A scoping exercise into hundreds of thousands of the State’s adoption records may reveal thousands of people who have no idea they were illegally adopted.
Children’s Minister Katherine Zappone revealed that Tusla had identified 126 cases where people had their births illegally registered between 1946 and 1969.
The cases were identified during an analysis of some 13,500 adoption records that were transferred to Tusla by the former adoption society, St Patrick’s Guild.
Illegal birth registrations occur where a child is placed with a couple or individual that are not the parents or parent, but the birth is then registered as if the child had been born to that couple or individual.
Following an initial examination, Tusla identified the illegal registrations because there was a marker specifying ‘adopted from birth’ on the individual file.
Having cross-checked the records with those of the Adoption Authority of Ireland (AAI) and the General Register Office (GRO), Tusla identified 126 incorrect registrations as follows:
Of the 126 cases, it was confirmed 20 children were placed outside of Ireland. Seven went to the North, 11 to Britain, and one to the US.
Tusla is expected to publish details soon of how they will contact people. It has notified the Commission on Mother and Baby Homes, and transferred relevant records to it. Gardaí were first contacted in February about the cases and on their request, 10 sample files were sent on.

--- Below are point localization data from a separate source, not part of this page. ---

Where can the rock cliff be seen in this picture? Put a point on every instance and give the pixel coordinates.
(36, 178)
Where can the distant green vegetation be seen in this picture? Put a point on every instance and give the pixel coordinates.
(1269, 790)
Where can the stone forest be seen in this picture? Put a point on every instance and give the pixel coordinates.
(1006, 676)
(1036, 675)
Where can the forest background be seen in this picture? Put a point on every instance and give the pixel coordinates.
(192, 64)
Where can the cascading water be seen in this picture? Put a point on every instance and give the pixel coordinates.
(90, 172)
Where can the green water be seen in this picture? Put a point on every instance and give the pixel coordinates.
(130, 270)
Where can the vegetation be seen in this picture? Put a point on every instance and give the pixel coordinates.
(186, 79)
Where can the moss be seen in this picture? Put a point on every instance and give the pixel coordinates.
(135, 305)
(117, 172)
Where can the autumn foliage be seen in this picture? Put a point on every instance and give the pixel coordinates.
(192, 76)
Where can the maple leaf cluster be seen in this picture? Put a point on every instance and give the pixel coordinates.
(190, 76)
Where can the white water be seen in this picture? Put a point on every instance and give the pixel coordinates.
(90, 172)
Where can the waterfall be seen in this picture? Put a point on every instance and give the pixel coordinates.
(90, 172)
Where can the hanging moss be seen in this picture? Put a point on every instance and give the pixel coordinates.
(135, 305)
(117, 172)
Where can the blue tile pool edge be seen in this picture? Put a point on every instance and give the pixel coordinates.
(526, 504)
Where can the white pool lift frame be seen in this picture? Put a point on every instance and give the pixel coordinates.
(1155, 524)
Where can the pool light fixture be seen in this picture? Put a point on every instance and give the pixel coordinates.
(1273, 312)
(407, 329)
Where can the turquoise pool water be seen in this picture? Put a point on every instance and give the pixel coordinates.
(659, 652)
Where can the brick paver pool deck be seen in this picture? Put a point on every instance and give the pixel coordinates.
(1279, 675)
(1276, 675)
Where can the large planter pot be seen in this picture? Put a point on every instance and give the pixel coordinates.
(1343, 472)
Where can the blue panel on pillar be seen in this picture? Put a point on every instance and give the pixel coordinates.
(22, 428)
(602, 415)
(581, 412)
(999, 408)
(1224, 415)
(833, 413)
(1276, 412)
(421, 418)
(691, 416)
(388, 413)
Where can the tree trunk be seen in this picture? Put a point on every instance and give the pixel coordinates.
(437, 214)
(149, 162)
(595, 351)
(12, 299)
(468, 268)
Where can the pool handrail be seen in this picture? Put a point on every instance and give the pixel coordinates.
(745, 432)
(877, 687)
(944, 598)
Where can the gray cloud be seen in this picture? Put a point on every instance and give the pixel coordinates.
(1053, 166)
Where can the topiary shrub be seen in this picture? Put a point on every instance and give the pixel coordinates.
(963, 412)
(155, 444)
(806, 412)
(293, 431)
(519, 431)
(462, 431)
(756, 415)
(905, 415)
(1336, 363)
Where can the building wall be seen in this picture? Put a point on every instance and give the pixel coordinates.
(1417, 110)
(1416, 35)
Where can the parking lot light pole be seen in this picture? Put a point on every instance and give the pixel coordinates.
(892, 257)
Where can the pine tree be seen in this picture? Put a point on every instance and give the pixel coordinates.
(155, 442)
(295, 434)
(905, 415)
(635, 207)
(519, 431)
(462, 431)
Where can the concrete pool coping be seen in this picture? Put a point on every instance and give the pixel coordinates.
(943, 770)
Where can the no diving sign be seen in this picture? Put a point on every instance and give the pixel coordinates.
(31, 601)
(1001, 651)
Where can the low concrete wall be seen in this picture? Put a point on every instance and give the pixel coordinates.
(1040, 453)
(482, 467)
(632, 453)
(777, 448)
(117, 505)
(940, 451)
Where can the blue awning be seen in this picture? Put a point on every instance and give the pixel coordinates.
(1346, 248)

The Irish Examiner revealed in 2015 that an AAI delegation told representatives of the Department of Children and the GRO in June 2013 that St Patrick’s Guild was aware of several hundred cases of illegal birth registrations.
At that time, the department said an audit of adoption records “would yield little useful information”, as there would be “little, if any, supporting information in relation to these arrangements” on the files.
However, Ms Zappone yesterday committed to a sampling exercise of the approximately 150,000 adoption records held by the State to ascertain if a full audit is required.
This will be carried out in the first instance by Tusla and the AAI and will be overseen and quality-assured by an independent reviewer, Marion Reynolds, a former deputy director of Social Services in the North.
Ms Zappone said more victims of illegal registrations may be identified.
“I have tried to put myself in the shoes of those who are going to be given this news,” she said.
“Quite frankly, it is impossible. Our identity goes to the heart of who we are. For people who are in middle age or older, to be told at this stage in their lives that their parents are not their birth parents and that their births were deliberately falsely registered, this will be nothing short of traumatic for them and those around them.
“It is hard to estimate the true extent of incorrect registrations of birth because this practice was concealed.”
AAI chairman Geoffrey Shannon said it was crucial the scale of illegal registrations was “comprehensively addressed”.
“The sampling exercise its an exercise that will determine the scale and the extent of any illegal registration process, that involves a process that will be overseen by an independent person which will ensure transparency and public confidence in that system,” he said.
“It’s very difficult at this stage to determine whether the practice was systemic practice or it was confined to an agency, but I think a robust process has been put in place to determine that issue.”